Before Putin's rise to power in 1999, succeeding pro-Western Russian President Boris Yeltsin, the man who put an end to the Soviet Union, Turkey and Russia did not exchange many significant top-level visits. A notable exception was then-Russian Prime Minister Viktor Chernomyrdin's visit to Turkey in 1997. Following this visit, a series of high-level visits created fertile ground for cooperation and partnership between Turkey and Russia. Another remarkable visit from the Turkish side was then-Turkish Prime Minister Bülent Ecevit's visit to Russia in 1999. This was a turning point for the Russian-Turkish partnership. Recep Tayyip Erdoğan paid a historical visit to Moscow in 2002, right after his party's election in a landslide victory. A year later, Turkish-American relations worsened due to Turkey's rejection of a package that would have allowed the US military to use Turkish soil to launch an operation in northern Iraq. The shaken relations between Turkey and the US for the first time in five decades marked a turning point in Turkish-Russian relations. Hardliner Putin regarded Turkey as a trustworthy partner in securing itself against American expansion. One year later, Putin visited Turkey, the first visit of a Russian head of state in 32 years. Then-Soviet Union Chairman Nikolay Podgorny's visit in 1973 had been the last of its kind. Two months later, Prime Minister Erdoğan organized a one-day visit to Russia. Turkish-Russian relations achieved unprecedented growth in the first half of 2009 as five top level visits have occurred in the last six months.

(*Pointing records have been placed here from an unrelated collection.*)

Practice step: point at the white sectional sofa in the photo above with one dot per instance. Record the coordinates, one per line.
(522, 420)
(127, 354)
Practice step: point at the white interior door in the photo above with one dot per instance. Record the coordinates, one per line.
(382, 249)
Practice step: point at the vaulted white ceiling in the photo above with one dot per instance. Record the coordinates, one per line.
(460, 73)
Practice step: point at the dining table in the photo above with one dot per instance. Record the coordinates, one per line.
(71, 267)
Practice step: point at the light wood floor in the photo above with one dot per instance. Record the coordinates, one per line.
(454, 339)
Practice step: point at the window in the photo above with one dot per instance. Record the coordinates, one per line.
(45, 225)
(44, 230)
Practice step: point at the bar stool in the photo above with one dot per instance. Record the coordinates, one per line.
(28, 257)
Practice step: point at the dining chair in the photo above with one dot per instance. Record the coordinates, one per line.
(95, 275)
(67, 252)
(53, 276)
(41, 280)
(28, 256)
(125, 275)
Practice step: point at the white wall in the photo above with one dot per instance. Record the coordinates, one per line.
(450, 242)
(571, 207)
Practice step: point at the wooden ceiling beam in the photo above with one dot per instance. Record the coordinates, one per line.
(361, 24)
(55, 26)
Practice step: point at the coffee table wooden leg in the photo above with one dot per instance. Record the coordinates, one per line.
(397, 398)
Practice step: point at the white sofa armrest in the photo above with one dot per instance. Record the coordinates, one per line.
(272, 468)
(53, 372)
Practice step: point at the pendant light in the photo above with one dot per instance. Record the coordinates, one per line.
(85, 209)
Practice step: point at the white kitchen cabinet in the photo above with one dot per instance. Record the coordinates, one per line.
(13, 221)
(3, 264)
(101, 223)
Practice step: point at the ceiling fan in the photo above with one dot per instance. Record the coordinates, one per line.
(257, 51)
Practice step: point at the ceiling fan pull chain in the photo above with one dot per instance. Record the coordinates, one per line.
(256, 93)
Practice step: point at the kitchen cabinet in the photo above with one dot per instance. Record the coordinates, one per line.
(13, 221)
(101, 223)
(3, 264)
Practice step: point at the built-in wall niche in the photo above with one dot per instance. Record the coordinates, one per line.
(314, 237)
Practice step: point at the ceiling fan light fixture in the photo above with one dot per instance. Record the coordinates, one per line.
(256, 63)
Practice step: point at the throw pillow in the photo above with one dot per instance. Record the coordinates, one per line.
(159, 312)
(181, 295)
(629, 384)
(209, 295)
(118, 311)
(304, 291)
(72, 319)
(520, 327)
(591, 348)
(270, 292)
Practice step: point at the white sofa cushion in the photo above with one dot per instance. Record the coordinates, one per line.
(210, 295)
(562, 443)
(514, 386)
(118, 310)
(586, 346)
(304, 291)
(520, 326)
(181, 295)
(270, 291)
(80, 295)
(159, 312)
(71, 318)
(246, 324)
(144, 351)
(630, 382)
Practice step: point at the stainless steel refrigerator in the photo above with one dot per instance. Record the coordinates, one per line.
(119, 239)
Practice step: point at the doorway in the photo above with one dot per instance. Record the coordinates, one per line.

Russia's massive trade surplus with Turkey was also unprecedented. The annual trade volume between Turkey and Russia has reached nearly $40 billion. Russia is Turkey's biggest trade partner, and Turkey is Russia's fifth-largest trade partner. Turkey imports 67 percent of its energy from Russia. Nearly 3 million Russian tourists visit Turkey annually out of a total of 17 million tourists that come to the country.
Russian-Turkish relations did not deteriorate during the Georgian-Russian war one year ago. Subsequent to the crisis last August between Georgia and Russia over the disputed territory of South Ossetia, a Georgian territory currently controlled by Russian military forces, Russia became the subject of harsh attacks from the international community and in particular from the US. Russia has been found guilty of ignoring international norms and standards and using disproportionate force against its neighbors. In an effort to respond to all of these concerns and to try to redefine its role in the world, Russian President Dmitry Medvedev delivered a speech outlining Russia's role in the world in late August 2008.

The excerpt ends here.